Saturday at this year’s GAA Annual Congress will be another of those days absolutely dominated by one proposal, the football championship reforms that have been the subject of much debate in the past few weeks.
Adding to the intrigue is the sense that the outcome will be one of those cliff-hanger votes, which look definitely bound for majority support but in the context of the required two-thirds, remain uncertain. Ironically, later in the day Congress will debate a motion to reduce the weighted majority from two-thirds to 60 per cent.
The proposals will be debated at the start of the first session and by mid-morning it will become clear whether the association has decided to adopt on a trial basis the radical measures of round-robin quarter-finals in the All-Ireland football championship and the accompanying restriction on replays as well as the deletion of September from the senior inter-county calendar.
Going into the weekend, supporters of the reforms are edgily optimistic but in more reflective moments plainly unsure of what’s going to happen.
Four years ago on the Friday night of that year’s Congress in Derry members of the Football Review Committee were up late agonising over their suite of proposals, the most famous being the black card, and an air of resigned pessimism hung in the air.
Already recriminations about who might have given more support were beginning to fly but the following morning the FRC were successful in getting a number of proposals, including the black card, adopted.
The lesson is that gut feelings can prove unreliable guides to what delegates are thinking.
If the reforms fail it will be both frustrating and a disappointment for who originated the Central Council proposals and who has been invited to nine counties to sell the new blueprint – which he did with a reasonable amount of success.
Three proposals
The protocols for the three motions changed at the announcement of the Congress clár when it was decided to break up the three proposals, which had originally been intended as a package. This change was a tacit admission that the earlier All-Irelands and compulsory extra-time in most championship matches stood better chances of success than the All-Ireland revamp.
That decision appears to have been well-founded, as a number of counties are voting for the ancillary proposals but not for the football restructuring.
Tactically it might have been better for the round-robin proposal had the two other motions on the football championship, from Laois and Carlow, been scheduled for debate at the start of the session, as neither are likely to gain support but as long as they remain live, the sponsoring counties will have no choice but to oppose the Central Council motion.
As things stand going into the Congress weekend it is estimated that the division of counties is breaking around 18-12 in favour of the round-robin quarter-finals with two either undecided or not mandated. Even though it’s the delegate count that matters, support for the reform would still be failing to reach two-thirds and a sizeable reinforcement from the overseas delegations would be needed.
That’s not out of the question and there is also a new factor in the voting, which makes the county declarations less reliable. Since 2012 the process has been electronic, which is fast and pops up on screen the percentages in favour and against – making it easy to see which motions have got 67 per cent and which haven’t.

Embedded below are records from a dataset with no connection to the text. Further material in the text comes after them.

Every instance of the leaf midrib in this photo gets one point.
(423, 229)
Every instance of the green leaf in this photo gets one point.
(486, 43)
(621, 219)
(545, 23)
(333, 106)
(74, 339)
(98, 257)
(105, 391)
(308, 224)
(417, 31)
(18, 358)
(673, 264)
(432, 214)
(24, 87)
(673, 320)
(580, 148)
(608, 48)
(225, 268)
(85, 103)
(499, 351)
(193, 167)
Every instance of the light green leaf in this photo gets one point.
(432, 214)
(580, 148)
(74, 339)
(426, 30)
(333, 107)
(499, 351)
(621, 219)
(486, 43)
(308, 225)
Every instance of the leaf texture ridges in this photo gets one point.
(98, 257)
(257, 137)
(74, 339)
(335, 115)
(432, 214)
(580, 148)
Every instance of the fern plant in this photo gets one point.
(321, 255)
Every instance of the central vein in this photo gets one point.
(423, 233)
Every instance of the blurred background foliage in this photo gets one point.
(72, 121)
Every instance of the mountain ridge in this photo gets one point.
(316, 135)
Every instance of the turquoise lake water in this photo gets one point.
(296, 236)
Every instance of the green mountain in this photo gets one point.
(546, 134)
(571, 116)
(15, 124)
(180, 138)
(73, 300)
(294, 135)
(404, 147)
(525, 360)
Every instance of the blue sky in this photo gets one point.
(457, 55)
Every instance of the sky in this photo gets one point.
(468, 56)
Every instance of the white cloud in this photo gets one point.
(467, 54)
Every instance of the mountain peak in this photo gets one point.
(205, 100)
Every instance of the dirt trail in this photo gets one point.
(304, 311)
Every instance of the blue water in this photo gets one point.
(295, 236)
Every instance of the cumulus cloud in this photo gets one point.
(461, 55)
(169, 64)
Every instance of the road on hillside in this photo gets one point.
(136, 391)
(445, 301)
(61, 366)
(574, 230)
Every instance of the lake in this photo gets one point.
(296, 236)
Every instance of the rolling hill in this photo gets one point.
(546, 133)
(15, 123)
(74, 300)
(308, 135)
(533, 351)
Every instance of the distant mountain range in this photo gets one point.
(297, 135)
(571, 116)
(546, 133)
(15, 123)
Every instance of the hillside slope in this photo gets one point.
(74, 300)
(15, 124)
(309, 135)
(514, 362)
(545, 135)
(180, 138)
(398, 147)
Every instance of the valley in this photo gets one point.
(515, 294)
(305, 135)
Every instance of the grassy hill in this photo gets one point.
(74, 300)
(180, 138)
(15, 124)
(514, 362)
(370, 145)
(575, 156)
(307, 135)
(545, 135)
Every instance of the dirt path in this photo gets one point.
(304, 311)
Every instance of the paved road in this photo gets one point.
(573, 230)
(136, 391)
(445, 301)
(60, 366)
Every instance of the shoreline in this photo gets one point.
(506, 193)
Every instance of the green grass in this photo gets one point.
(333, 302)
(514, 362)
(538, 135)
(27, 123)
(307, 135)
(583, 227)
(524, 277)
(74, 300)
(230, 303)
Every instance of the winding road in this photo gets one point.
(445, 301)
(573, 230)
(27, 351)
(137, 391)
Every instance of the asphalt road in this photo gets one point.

From a delegation point of view however, there is simply no way of imposing the whip. Everyone in the hall presses a button in the blink of an eye and the votes are cast. If anyone wants to break ranks there is no way of detecting it.
Momentum in the last week has probably been more with opponents of the championship format. Both players' organisations, the CPA and GPA, have issued statements calling for the motion to be defeated and although that doesn't translate into numbers, as the GPA has just one delegate and the CPA none, it has added an element of negativity to the wider debate.
That might have been slightly ameliorated had GAA president Aogán Ó Fearghail not decided to refuse the newly founded CPA a right of audience on the motion to recognise the body as the official representatives of club players. Instead the perception that Congress has exposed a fault-line between players and administrators has become easier to peddle.
The emphatic decision by Westmeath to oppose was unexpected, as the county had featured in most ‘yes’ columns. It is one of the places where Duffy had met the county committee but they didn’t vote on the matter that evening and by the time they did earlier this week, there was no mood to support the reform.
A fair wind and the motions will pass but at the moment no-one’s sure.